This repository creates the weather graph below (inspired by Edward Tufte) using R's {{ggplot2}} package. Updated data is pulled directly from NOAA's servers in CSV format. The entire process is automated using Github Actions.
This repo may be useful in three ways.
- replicating or adapting this graph for a different weather station
- learning more about data viz with ggplot2
- learning more about Github Actions with R
Full disclosure: Original author is John Johnson
NOAA provides daily data for weather stations in the Global Historical Climatological Network (GHCN).
Citation:
Menne, M.J., I. Durre, B. Korzeniewski, S. McNeal, K. Thomas, X. Yin, S. Anthony, R. Ray, R.S. Vose, B.E. Gleason, and T.G. Houston, 2012: Global Historical Climatology Network - Daily (GHCN-Daily), Version 3.26. NOAA National Climatic Data Center. http://doi.org/10.7289/V5D21VHZ [February 21, 2022].

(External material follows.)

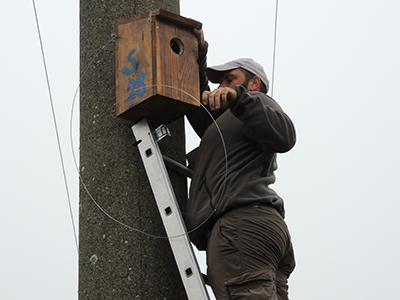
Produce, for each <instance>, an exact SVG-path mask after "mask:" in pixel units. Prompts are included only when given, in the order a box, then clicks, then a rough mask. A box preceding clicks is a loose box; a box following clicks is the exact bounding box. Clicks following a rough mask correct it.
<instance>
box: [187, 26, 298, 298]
mask: <svg viewBox="0 0 400 300" xmlns="http://www.w3.org/2000/svg"><path fill="white" fill-rule="evenodd" d="M194 33H195V34H196V35H197V36H198V39H199V59H198V62H199V69H200V87H201V89H202V91H204V92H203V95H202V101H203V104H204V105H205V106H206V108H207V109H208V110H209V113H210V114H211V115H212V116H213V118H214V119H216V121H215V123H214V121H213V120H212V118H211V117H210V116H209V113H208V112H207V111H206V110H205V109H203V108H198V109H196V110H195V111H193V112H191V113H190V114H188V115H187V117H188V120H189V121H190V123H191V125H192V127H193V128H194V130H195V131H196V132H197V134H198V135H199V136H200V137H201V139H202V140H201V143H200V147H199V148H198V150H197V151H196V152H197V153H196V158H195V163H194V175H193V178H192V183H191V187H190V197H189V201H188V210H187V214H186V224H187V227H188V230H189V234H190V237H191V240H192V242H193V243H194V244H195V245H196V247H197V248H198V249H199V250H206V253H207V276H208V281H209V284H210V285H211V287H212V289H213V292H214V294H215V296H216V297H217V299H218V300H225V299H226V300H228V299H247V300H248V299H250V300H252V299H288V292H287V278H288V277H289V275H290V273H291V272H292V271H293V269H294V266H295V261H294V254H293V248H292V243H291V239H290V234H289V231H288V228H287V226H286V223H285V221H284V220H283V217H284V207H283V200H282V199H281V198H280V197H279V196H278V195H277V193H276V192H275V191H273V190H272V189H271V188H269V185H270V184H272V183H274V182H275V176H274V173H273V172H274V171H275V170H276V168H277V164H276V155H277V153H282V152H286V151H289V150H290V149H291V148H292V147H293V146H294V144H295V139H296V137H295V129H294V126H293V123H292V122H291V120H290V119H289V117H288V116H287V115H286V114H285V113H284V112H283V110H282V108H281V107H280V106H279V105H278V104H277V103H276V102H275V101H274V100H273V99H272V98H270V97H269V96H267V95H266V92H267V91H268V86H269V82H268V79H267V76H266V75H265V72H264V70H263V68H262V67H261V66H260V65H259V64H258V63H256V62H254V61H253V60H252V59H238V60H234V61H231V62H228V63H226V64H224V65H220V66H215V67H210V68H206V53H207V48H208V45H207V43H206V42H205V40H204V35H203V32H202V30H194ZM208 78H209V80H210V81H211V82H215V83H219V84H220V85H219V88H218V89H216V90H214V91H212V92H211V91H209V87H208Z"/></svg>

For every weather station in the daily GHCN, NOAA maintains a file with the station's entire daily history. Each day, they append a new record. In my observation, records are typically lagged by a few days.
Each weather station is assigned a unique indicator. The full list of station names, coordinates, and unique IDs is available here.
I use a merged file (data/GHCN_USC00045532_USW00023257.csv
) that contains daily weather reports from Merced Regional Airport stations (GHCN:USC00045532 & GHCN:USW00023257). The start date is June 1, 1899.
GHCN:USC00045532
- Historical data starting from June 1, 1899
GHCN:USW00023257
- More recent up to date data starting from August 1, 1998
Refer to R/Retrieve_GHCN_USC00045532_USW00023257.R
for a demonstration of downloading and processing this dataset. See NOAA's documentation for detailed descriptions of the original variable definitions.
The image graphs/DailyHighTemp_USC00045532_USW00023257.png
is created by R/BuidlDailyHigh.R
. See the README in /graphs for a step-by-step tutorial.
At a high level, the automated workflow:
(1) runs the script to retrieve the updated data
(2) commits the updated dataset to the repository
(3) runs the script to build the graph
(4) commits the graph to the repository. All this takes less than 1 minute per run.
See the README in /.github/workflows for a line-by-line discussion of the workflow file.